12. November 2023, 18 Uhr
Reformationskirche Köln-Marienburg
Während der deutsch-französische Komponist Mark Andre (*1964) in seinen Werken nach der Stille greift, bevorzugen barocke Tondichter den opulenten Klang, um das Leben und ihren Gott zu loben. In „Silent Voices“ begegneten sich beide kompositorischen Wege und verschmolzen sogar zwischendurch in einer großen Klangcollage.
Das Stück „3“ für sechs Stimmen von Mark Andre ist ein sphärisch schwebendes Gebilde, das nach innerem Frieden und spiritueller Erfahrung strebt. Spurensuche und theologische Aussage zugleich, verkörpert das komplexe Werk zeitgenössische geistliche Musik, ohne Kirchenmusik im herkömmlichen Sinne zu sein. Für Komponisten wie Bach und Schütz hingegen war die Vermittlung religiöser Kernbotschaften an formale und harmonische Leitlinien gekoppelt und entsprach damit den Vorstellungen der Barockzeit.
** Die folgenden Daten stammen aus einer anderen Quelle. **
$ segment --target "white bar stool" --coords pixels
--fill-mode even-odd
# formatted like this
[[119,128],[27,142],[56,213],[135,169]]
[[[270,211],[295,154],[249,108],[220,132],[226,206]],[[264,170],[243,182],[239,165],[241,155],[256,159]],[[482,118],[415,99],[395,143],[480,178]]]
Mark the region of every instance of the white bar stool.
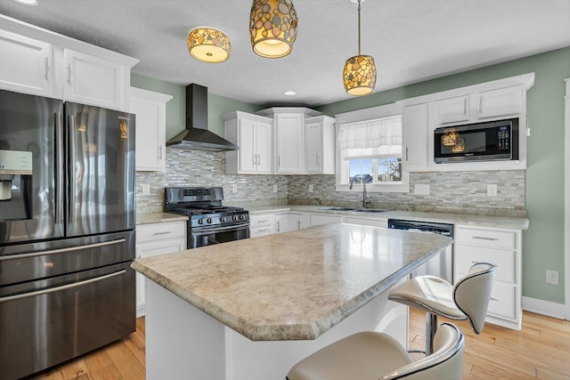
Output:
[[439,277],[419,276],[397,286],[388,299],[426,311],[426,355],[433,352],[437,316],[454,320],[468,319],[481,334],[484,326],[496,265],[476,263],[455,286]]
[[374,331],[349,336],[317,351],[289,370],[288,380],[460,379],[465,338],[451,323],[435,337],[436,352],[418,361],[391,336]]

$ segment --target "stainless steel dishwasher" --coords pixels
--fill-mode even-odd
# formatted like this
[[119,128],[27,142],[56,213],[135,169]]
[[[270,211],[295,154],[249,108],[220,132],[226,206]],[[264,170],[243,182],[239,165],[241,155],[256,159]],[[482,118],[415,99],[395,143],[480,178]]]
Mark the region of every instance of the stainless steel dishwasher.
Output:
[[[424,233],[437,233],[453,238],[453,224],[434,223],[430,222],[404,221],[388,219],[388,228]],[[411,276],[431,275],[440,277],[453,283],[453,245],[445,251],[432,257],[428,262],[415,270]]]

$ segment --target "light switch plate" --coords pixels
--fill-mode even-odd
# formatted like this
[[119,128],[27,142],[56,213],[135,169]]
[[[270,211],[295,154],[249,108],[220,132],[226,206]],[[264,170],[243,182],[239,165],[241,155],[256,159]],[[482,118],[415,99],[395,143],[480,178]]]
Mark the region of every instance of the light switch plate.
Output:
[[417,183],[413,186],[414,194],[429,195],[429,184]]
[[151,195],[151,185],[149,183],[142,183],[142,195]]

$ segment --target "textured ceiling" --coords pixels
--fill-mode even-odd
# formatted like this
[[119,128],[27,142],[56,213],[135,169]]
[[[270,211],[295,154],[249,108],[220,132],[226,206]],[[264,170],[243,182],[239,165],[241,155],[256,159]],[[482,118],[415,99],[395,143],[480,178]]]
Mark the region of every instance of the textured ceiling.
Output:
[[[0,0],[0,13],[141,60],[134,72],[260,106],[315,107],[350,98],[345,61],[357,53],[357,5],[293,0],[298,36],[278,60],[249,43],[251,0]],[[210,26],[232,41],[223,63],[192,59],[190,29]],[[570,0],[367,0],[362,54],[376,92],[570,45]],[[569,62],[570,64],[570,62]],[[297,95],[287,97],[285,90]]]

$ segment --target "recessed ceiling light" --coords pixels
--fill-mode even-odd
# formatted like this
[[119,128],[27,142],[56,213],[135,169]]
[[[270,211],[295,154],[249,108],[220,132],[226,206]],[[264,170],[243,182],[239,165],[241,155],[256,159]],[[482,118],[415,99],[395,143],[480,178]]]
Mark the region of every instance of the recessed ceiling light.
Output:
[[37,6],[39,3],[37,0],[14,0],[16,3],[20,3],[28,6]]

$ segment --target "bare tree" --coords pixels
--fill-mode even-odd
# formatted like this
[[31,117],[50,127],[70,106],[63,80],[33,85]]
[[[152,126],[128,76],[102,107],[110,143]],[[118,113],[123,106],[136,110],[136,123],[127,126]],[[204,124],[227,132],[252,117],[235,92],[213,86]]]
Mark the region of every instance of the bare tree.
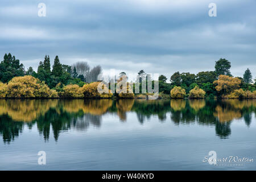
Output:
[[85,81],[88,82],[89,80],[89,76],[90,73],[90,66],[86,61],[80,61],[75,63],[72,65],[72,68],[76,67],[77,75],[84,75]]
[[98,76],[101,73],[102,69],[100,65],[94,67],[90,72],[88,81],[89,82],[97,81]]

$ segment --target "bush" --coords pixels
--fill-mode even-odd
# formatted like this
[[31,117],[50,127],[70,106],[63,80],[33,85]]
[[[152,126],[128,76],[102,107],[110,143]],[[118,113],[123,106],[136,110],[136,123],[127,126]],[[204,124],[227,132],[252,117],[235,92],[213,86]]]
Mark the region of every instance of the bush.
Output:
[[233,77],[226,75],[220,75],[218,80],[213,82],[217,85],[216,90],[221,94],[228,95],[240,88],[241,80],[237,77]]
[[129,85],[129,84],[127,84],[127,90],[126,93],[124,93],[124,90],[122,90],[122,82],[119,81],[117,83],[116,88],[117,88],[116,90],[117,93],[118,94],[118,97],[120,98],[134,98],[134,94],[133,93],[133,90],[131,87]]
[[0,81],[0,98],[6,96],[7,85]]
[[196,86],[193,89],[189,91],[189,95],[188,97],[193,98],[202,98],[204,97],[205,95],[205,92],[199,88],[198,86]]
[[50,89],[44,83],[31,76],[16,77],[7,85],[6,97],[47,98]]
[[253,91],[253,98],[256,98],[256,90]]
[[59,93],[59,96],[63,98],[82,98],[82,88],[79,85],[68,85],[63,87],[63,91]]
[[186,95],[185,89],[180,86],[175,86],[171,90],[171,97],[174,98],[183,98]]
[[234,90],[232,93],[226,96],[229,98],[256,98],[256,92],[253,93],[250,90],[244,91],[242,89]]
[[58,93],[56,90],[51,89],[49,91],[49,97],[51,98],[59,98]]
[[110,98],[113,93],[109,89],[109,93],[101,94],[98,92],[98,85],[100,82],[94,82],[89,84],[84,85],[82,88],[82,92],[85,98]]

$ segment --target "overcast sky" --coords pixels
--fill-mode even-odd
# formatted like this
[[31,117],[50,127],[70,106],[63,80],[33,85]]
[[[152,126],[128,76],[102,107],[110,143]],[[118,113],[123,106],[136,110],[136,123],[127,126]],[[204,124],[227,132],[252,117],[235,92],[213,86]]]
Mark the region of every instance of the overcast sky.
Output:
[[[217,5],[210,17],[208,5]],[[38,15],[39,3],[46,16]],[[1,0],[0,60],[10,52],[27,69],[57,55],[104,73],[214,70],[220,57],[256,76],[255,0]]]

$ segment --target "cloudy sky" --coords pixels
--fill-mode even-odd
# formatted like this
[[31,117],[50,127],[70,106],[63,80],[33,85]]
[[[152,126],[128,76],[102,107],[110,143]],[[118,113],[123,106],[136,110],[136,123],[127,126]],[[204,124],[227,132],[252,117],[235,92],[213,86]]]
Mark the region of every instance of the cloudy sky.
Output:
[[[217,17],[208,15],[210,3]],[[39,3],[46,16],[38,15]],[[0,60],[11,52],[35,70],[57,55],[104,73],[196,73],[220,57],[256,76],[255,0],[1,0]]]

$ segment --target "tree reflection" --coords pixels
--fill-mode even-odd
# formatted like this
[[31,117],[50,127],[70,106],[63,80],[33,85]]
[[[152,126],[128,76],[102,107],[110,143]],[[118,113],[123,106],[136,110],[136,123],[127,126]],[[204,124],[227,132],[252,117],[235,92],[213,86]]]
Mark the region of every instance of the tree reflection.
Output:
[[216,135],[227,138],[234,119],[242,118],[250,126],[256,101],[0,100],[0,135],[9,143],[24,126],[29,129],[35,126],[46,141],[51,133],[57,140],[63,131],[86,131],[90,125],[100,127],[102,115],[107,113],[117,114],[121,121],[126,121],[127,112],[135,113],[142,125],[152,116],[160,122],[168,121],[167,114],[170,113],[175,125],[214,126]]

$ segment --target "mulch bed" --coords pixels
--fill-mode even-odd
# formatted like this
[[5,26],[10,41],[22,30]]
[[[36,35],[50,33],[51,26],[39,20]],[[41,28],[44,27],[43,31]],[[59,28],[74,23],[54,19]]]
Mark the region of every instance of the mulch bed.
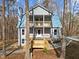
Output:
[[45,53],[43,49],[34,49],[33,50],[33,59],[56,59],[55,51],[48,50],[48,53]]
[[66,59],[79,59],[79,42],[71,42],[66,48]]

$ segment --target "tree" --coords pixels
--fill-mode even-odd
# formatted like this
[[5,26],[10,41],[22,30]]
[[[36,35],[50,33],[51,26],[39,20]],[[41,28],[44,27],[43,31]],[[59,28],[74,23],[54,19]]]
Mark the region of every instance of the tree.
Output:
[[31,48],[31,41],[29,39],[29,0],[25,0],[25,11],[26,11],[26,54],[25,59],[30,59],[30,48]]
[[6,55],[6,52],[5,52],[5,24],[4,24],[4,21],[5,21],[5,0],[2,0],[2,17],[3,17],[3,20],[2,20],[2,39],[3,39],[3,55],[5,56]]
[[65,29],[66,29],[64,24],[66,21],[66,19],[65,19],[66,13],[67,13],[67,0],[64,0],[64,12],[63,12],[63,22],[62,22],[62,25],[63,25],[62,52],[61,52],[61,56],[60,56],[61,59],[65,59],[65,52],[66,52],[66,50],[65,50],[66,49],[66,42],[64,40],[64,34],[65,34]]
Mit kraftvollen Stimmen und in vollem Ornat rufen Chöre nach Frieden und geben der Zuversicht ein prächtiges Gewand.
Samuel Dobernecker, Musikalischer Leiter des Konzertabends mit einem Programm voll musikalischer Brüche und Gegensätze, bespielte mit sechs Solisten, einem Projektchor und einem Instrumentalensemble den sakralen Raum mit barockem Wohlklang und mit vertonter Stille. Dabei ermöglichte er Entdeckungen wie die von Jonathan Harvey komponierten „Angels“ und Reiko Fütings Chorwerk „als ein licht“, das Zitate aus Heinrich Schütz’ Chormusik auseinandernimmt und in neue zeitliche Dimensionen sortiert.
Mit einer Collage in A-Dur wagte Dobernecker ein musikalisches Experiment Musik von J.S. Bach, H. Schütz und J. Allende-Blin kreuzten, überlagerten und verbanden sich. Die Ensembles nutzten dafür den gesamten Kirchenraum und schufen durch die Auflösung der Struktur eine spannende Neukomposition über die angemessene Art und Weise, Gott in unserer Welt zu loben.
Stille und Jubel, Kontemplation und Zelebration bildeten in „Silent Voices“ ein Wechselspiel, das dazu einlud, unterschiedliche Zugänge zum Jenseitigen zu erleben und sich in verschiedenartige Klangwelten zu versenken.
Der Musiker, Organist und Chorleiter Samuel Dobernecker erhielt einen Förderpreis für sein bisheriges Werk im Bereich der Neuen Musik, insbesondere als Initiator vielfältiger experimenteller und transdisziplinärer Projekte im kirchlichen Raum. Die Stiftung zeichnete damit sein besonderes Engagement für die Vermittlung zeitgenössischer Musik im Kontext aktueller gesellschaftlicher, ästhetischer und geistlicher Diskurse aus. Der Förderpreis ist nicht zweckgebunden und mit 2.500 Euro dotiert.